The periods of History have been organised in a way so each year group can study a particular topic in depth, as detailed on the Curriculum Progression document. These topics also make links with other areas of the curriculum. There are also parts of the year where History will be taught as an overview to allow children to compare and contrast greater periods of time and more than one society. Periods of history, particularly British History, have been organised largely in chronological order, with the exception of Mam Tor in Year 4 which lends itself to an in depth study with links to a text studied during English. Other topics over the year have been selected to link to the Holy Name demographic, especially during the first term where each class studies an aspect of Black History which links to Black History month in October, e.g. a Year 2 topic, ‘Events Beyond Living Memory’ allows children to find out from family members how Moss Side has changed, in its landscape and by researching which people have been influential from the city of Manchester. In Year 5, the Victorians are studied in depth because Manchester has a wealth of history from this era and further learning can be developed at places such as the Science and Industry Museum, The People’s History Museum and the Police Museum. Furthermore, many significant famous people who originate from the Manchester area are studied, e.g. Robert Peel and Emmeline Pankhurst.
Literature for English topics, especially in the first term, are linked to Black History. An example being in Year 4, where children will study about Katherine Johnson. Katherine Johnson also appears in the book studied by Year 5: ‘Young, Gifted and Black’. There is a rich opportunity for children to be exposed to key texts that relate to History and Black History. In Year 3, the English texts of ‘Stone Age Boy’ by Satoshi Kitamura, links to the Stone Age topic. In Year 5, with the Vikings and Anglo Saxons topic, the text that is used is ‘Myths of the Norsemen’ by Roger Lancelyn Green. By making links with literature, children can place historical vocabulary within a context and explore themes through stories.

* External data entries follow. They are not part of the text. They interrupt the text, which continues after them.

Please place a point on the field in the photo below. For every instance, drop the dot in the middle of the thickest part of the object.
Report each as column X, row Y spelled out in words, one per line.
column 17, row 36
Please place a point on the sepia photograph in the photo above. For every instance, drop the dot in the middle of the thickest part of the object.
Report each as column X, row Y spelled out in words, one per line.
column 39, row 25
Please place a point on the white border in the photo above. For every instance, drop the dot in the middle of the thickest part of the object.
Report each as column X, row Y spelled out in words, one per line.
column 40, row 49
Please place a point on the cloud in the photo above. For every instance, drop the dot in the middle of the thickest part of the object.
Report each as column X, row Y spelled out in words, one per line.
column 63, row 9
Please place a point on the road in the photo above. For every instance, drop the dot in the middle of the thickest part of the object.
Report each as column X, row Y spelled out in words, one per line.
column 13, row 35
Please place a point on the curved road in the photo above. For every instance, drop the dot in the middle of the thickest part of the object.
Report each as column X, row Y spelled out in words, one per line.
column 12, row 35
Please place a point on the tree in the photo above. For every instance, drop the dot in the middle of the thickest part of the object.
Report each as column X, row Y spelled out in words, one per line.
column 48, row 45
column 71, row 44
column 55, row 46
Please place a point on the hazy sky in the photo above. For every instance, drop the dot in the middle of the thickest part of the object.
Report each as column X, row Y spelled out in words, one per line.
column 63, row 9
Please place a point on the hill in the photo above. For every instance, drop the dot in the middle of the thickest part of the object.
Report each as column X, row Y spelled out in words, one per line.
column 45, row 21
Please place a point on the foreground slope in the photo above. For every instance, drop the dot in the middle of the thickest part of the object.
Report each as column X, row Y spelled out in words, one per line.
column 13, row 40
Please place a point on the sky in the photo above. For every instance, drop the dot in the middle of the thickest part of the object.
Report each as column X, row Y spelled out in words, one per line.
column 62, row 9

Our History curriculum is designed to impact positively on our children’s lives and future careers, especially in the vibrant city of Manchester. Holy Name is located in Central Manchester where there are lots of places for our children to visit and learn from. Children have the chance to see what careers look like out of school and this has been evident when visiting Manchester Museum, which is linked to Manchester University. Our History curriculum can improve historical empathy and our children’s ability to perceive, emotionally experience, and contextualise a historical figure's lived experience. Historical empathy is important because it puts the past into context where children internalise on a deeper level and evoke a feeling as to why that event occurred and gives them another perspective on the past.
The teaching and learning of History provides a great sense of belonging to our children from our demographic in Moss Side. Many children are from different countries and cultures from around the world. It is vital that children have a sense of belonging but also understand why they are in the place they are, how this has changed over time and what opportunities there are in Manchester for their future.

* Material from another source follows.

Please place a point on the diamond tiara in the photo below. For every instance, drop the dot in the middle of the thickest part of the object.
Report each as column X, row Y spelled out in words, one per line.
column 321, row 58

Statutory requirements for the teaching and learning of History could be implied in the ‘Understanding of the World’ section of the Statutory Framework for the Early Years Foundation Stage (2021) and in the National Curriculum in England: Key Stages 1 and 2 (2014).
Our History curriculum has been structured to have a mix of in depth and overview teaching and learning in each year group. History is taught alongside and in rotation with Geography and Art & Design through timetabled Topic lessons. While genuine topic links have been created to enhance children’s knowledge and understanding of our life today, it is vitally important that the children understand that they are being taught History, especially if some learning is through the medium of, for example, art. An example of this being in Year 5 where the class study a Non-European society that provides contrasts with British History – In depth Study of Baghdad c. AD 900 Link with ‘Librarian of Basra’. This is studied in a cross-curricular way whereby Islamic art, textiles and patterns are studied, designed and created. It is vital that children can make links with History not only through the different subjects but also through different historical periods and to see which historical periods have influenced others and what we have learned from periods throughout History.

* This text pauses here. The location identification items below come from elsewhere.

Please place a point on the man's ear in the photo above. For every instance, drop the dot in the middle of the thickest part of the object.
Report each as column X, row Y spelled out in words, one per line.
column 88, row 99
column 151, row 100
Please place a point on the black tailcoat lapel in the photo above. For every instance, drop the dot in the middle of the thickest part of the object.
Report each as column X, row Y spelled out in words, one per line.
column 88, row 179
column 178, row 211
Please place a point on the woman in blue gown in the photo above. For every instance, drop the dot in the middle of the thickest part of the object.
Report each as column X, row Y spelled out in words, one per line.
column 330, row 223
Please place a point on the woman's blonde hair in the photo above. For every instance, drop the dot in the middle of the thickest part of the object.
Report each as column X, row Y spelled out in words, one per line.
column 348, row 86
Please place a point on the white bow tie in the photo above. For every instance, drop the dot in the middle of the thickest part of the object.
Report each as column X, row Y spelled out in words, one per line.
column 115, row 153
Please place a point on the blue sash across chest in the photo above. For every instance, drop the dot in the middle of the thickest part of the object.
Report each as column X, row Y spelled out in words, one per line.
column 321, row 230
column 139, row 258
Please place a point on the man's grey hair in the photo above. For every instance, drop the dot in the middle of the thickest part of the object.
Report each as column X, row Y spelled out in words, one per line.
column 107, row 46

The resources from a city like Manchester are greatly enriched through cross-curricular studies and by visiting and accessing libraries, museums and historical places of significance both in our city and its surrounding areas. In History, primary and secondary resources help support the hands-on exploration into the lives of those who live in a completely different historical era to to their own.
Teachers having the confidence to teach History and having the necessary subject knowledge is vitally important. This can be achieved by having a termly book scrutiny, talking to staff seeing where gaps are in their subject knowledge. Providing a staff meeting or providing subject knowledge for example timelines or pointing staff in the right direction to resources that can be used or references in texts to look at, to ensure that teachers have the confidence to teach History within their Year group.